Dydrogesterone, also known as 6-dehydro-9β,10α-progesterone or as 9β,10α-pregna-4,6-diene-3,20-dione, is a synthetic pregnane steroid and a derivative of progesterone and retroprogesterone (9β,10α-progesterone). Retroprogesterone derivatives like dydrogesterone are analogues of progesterone in which the hydrogen atom at the 9th carbon has been switched from the α-position (below the plane) to the β-position (above the plane) and the methyl group at the 10th carbon has been switched from the β-position to the α-position. This reversed configuration in dydrogesterone results in a "bent" spatial geometry in which the plane of rings A and B is orientated at a 60° angle below the rings C and D. Dydrogesterone also has an additional double bond between the C6 and C7 positions (4,6-dien-3-one configuration). While its chemical structure is close to that of progesterone, these changes result in dydrogesterone having improved oral activity and metabolic stability, among other differences, in comparison to progesterone.

===Analogues===
Other retroprogesterone derivatives, and analogues of dydrogesterone, include trengestone (1,6-didehydro-6-chlororetroprogesterone) and Ro 6-3129 (16α-ethylthio-6-dehydroretroprogesterone).

===Synthesis===
Dydrogesterone is synthesized and manufactured by treatment of progesterone with ultraviolet light exposure.

Chemical syntheses of dydrogesterone have been published.

==History==
Dydrogesterone is a progestin which was first synthesized by Duphar in the 1950s and was first introduced to the market in 1961. It is unique, being the only retrosteroid that is commercially available and its molecular structure is closely related to that of natural progesterone, but it has enhanced oral bioavailability. It is estimated that during the period from 1977 to 2005 around 38 million women were treated with dydrogesterone and that fetuses were exposed to dydrogesterone in utero in more than 10 million pregnancies.

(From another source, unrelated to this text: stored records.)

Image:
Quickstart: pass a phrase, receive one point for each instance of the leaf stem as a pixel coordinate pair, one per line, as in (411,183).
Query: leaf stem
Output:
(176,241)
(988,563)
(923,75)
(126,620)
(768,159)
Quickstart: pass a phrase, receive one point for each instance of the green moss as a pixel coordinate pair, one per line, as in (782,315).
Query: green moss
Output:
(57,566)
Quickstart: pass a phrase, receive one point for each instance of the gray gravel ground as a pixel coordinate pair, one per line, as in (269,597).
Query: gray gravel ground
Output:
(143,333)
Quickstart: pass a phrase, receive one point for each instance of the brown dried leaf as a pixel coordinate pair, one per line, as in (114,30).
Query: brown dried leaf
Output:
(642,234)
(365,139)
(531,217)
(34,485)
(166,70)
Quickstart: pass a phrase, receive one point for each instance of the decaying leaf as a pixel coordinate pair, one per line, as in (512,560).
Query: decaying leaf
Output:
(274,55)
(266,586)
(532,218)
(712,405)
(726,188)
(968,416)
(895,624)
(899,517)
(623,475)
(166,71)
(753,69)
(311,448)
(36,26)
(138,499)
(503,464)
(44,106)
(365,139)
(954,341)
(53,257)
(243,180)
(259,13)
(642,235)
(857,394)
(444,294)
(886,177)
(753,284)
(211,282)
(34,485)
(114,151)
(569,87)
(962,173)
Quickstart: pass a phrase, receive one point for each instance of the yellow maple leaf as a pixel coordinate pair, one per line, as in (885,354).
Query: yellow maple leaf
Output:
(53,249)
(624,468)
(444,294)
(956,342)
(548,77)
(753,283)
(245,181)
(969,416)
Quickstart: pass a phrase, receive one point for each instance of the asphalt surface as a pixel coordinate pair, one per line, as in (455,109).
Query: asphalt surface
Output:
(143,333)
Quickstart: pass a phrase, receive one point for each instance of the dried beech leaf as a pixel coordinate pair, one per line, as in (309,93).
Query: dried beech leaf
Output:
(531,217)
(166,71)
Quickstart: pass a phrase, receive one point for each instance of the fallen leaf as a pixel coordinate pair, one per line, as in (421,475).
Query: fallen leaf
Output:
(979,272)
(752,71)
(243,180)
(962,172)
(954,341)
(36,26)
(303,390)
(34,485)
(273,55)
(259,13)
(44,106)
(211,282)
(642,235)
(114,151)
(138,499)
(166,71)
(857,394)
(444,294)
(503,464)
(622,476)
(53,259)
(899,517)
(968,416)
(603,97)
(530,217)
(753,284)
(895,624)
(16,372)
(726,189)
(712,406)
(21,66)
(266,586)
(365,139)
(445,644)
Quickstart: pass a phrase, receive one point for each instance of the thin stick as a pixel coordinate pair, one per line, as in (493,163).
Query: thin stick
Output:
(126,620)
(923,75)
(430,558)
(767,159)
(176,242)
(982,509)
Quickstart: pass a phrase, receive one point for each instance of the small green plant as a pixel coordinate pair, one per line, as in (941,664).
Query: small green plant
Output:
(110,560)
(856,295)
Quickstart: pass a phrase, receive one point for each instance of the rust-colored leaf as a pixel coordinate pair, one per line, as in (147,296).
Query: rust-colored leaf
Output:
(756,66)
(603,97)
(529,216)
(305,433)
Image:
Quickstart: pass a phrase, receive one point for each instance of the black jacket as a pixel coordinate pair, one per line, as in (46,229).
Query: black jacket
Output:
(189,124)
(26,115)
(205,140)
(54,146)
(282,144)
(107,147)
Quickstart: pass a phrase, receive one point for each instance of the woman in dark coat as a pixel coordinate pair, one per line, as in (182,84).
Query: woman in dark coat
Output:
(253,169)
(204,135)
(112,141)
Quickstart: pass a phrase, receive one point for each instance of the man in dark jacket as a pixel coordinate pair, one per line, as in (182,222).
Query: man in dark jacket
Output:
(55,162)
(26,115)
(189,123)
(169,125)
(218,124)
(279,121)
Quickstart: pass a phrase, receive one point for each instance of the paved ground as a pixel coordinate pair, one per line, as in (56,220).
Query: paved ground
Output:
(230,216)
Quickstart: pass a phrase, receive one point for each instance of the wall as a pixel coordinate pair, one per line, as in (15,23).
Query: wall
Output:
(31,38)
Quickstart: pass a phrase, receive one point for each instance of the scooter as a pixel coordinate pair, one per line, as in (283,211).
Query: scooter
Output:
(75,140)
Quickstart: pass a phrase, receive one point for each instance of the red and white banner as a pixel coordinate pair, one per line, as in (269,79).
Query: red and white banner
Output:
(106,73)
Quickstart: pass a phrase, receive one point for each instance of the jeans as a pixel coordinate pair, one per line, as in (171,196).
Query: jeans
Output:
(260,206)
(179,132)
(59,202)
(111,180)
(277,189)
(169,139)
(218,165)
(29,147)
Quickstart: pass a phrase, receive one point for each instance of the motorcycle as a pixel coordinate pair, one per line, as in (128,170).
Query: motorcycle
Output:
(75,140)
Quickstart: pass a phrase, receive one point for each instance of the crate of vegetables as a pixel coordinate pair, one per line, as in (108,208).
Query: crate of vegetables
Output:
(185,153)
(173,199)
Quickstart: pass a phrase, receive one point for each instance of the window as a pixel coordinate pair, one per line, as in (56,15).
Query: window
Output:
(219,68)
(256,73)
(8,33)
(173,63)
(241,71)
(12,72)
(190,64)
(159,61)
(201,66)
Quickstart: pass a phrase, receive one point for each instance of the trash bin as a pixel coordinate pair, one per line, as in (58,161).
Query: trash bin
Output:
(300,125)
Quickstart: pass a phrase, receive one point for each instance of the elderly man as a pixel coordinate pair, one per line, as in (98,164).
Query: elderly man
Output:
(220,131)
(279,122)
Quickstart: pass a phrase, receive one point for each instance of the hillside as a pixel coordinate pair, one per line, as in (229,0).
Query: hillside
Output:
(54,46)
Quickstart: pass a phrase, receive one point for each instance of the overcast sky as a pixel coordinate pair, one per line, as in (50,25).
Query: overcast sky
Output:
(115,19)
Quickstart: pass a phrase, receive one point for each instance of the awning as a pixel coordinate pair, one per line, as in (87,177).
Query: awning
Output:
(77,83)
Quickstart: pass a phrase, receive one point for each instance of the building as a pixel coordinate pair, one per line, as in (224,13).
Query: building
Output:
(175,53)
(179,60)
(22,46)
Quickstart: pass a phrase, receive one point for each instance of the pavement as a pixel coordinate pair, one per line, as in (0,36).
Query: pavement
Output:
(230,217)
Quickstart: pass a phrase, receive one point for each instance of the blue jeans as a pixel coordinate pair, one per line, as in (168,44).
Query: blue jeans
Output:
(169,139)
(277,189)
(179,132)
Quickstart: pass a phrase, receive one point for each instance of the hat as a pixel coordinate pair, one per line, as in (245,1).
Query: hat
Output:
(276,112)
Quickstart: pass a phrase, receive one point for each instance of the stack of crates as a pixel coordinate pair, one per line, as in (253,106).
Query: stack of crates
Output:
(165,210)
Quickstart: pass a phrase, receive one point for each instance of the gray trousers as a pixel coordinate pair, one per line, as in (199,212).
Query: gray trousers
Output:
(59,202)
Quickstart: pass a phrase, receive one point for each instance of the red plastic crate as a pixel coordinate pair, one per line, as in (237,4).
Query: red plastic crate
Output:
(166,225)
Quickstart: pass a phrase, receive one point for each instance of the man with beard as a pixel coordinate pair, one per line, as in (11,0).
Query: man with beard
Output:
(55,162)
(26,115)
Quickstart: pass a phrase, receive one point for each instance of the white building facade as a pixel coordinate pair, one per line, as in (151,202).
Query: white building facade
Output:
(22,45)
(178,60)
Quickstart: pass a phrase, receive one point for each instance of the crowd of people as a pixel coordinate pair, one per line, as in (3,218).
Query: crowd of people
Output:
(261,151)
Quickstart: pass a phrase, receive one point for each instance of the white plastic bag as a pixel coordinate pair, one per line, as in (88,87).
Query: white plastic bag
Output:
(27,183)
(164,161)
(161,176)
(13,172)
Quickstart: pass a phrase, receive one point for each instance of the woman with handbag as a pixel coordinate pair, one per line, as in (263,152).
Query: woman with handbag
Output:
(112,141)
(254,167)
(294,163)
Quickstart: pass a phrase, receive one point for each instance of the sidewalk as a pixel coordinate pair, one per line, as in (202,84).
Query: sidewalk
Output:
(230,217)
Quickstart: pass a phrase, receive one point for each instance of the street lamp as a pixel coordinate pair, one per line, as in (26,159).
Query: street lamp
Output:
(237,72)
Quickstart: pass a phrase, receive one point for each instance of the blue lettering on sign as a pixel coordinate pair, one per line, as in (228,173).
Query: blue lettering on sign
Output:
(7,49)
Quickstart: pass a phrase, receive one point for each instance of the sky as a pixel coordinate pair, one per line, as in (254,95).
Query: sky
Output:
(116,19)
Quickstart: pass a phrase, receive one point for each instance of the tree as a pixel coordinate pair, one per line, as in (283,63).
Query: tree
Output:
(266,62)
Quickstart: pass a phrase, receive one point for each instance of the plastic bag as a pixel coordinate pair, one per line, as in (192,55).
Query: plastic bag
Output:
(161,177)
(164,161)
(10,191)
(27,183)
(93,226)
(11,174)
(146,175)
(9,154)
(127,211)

It has been approved in more than 100 countries worldwide. It is commercially marketed under the brand name Dydroboon and manufactured by Mankind Pharma. Dydrogesterone was first introduced, by Duphar, as Duphaston in the United Kingdom in 1961. Subsequently, it was introduced in the United States as Duphaston and Gynorest in 1962 and 1968, respectively. Duphaston was removed from the United States market in 1979, and Gynorest is also no longer available in the United States.

==Society and culture==

===Generic names===
Dydrogesterone is the generic name of the drug and its INN, USAN, and BAN, while dydrogestérone is its DCF and didrogesterone is its DCIT. It was also originally known as isopregnenone. Dydrogesterone has also been referred to as retroprogesterone, but should not be confused with retroprogesterone.

===Brand names===
Dydrogesterone is marketed mainly under the brand names Duphaston (alone) and Femoston (in combination with estradiol). It also is or has been marketed alone under the brand names Dabroston, Divatrone, Dufaston, Duvaron, Dydrofem, Femoston, Gestatron, Gynorest, Prodel, Retrone, Terolut and Zuviston and in combination with estradiol under the brand names Climaston, Femaston, and Femphascyl.

===Availability===
Dydrogesterone is available widely throughout the world. It is marketed in the United Kingdom, India, Ireland, South Africa, and Australia, but not in the United States, Canada, or New Zealand. The medication was previously available in the United States, but has since been discontinued in this country. Dydrogesterone is also available in elsewhere in Europe, as well as in Central and South America, Asia, and North Africa.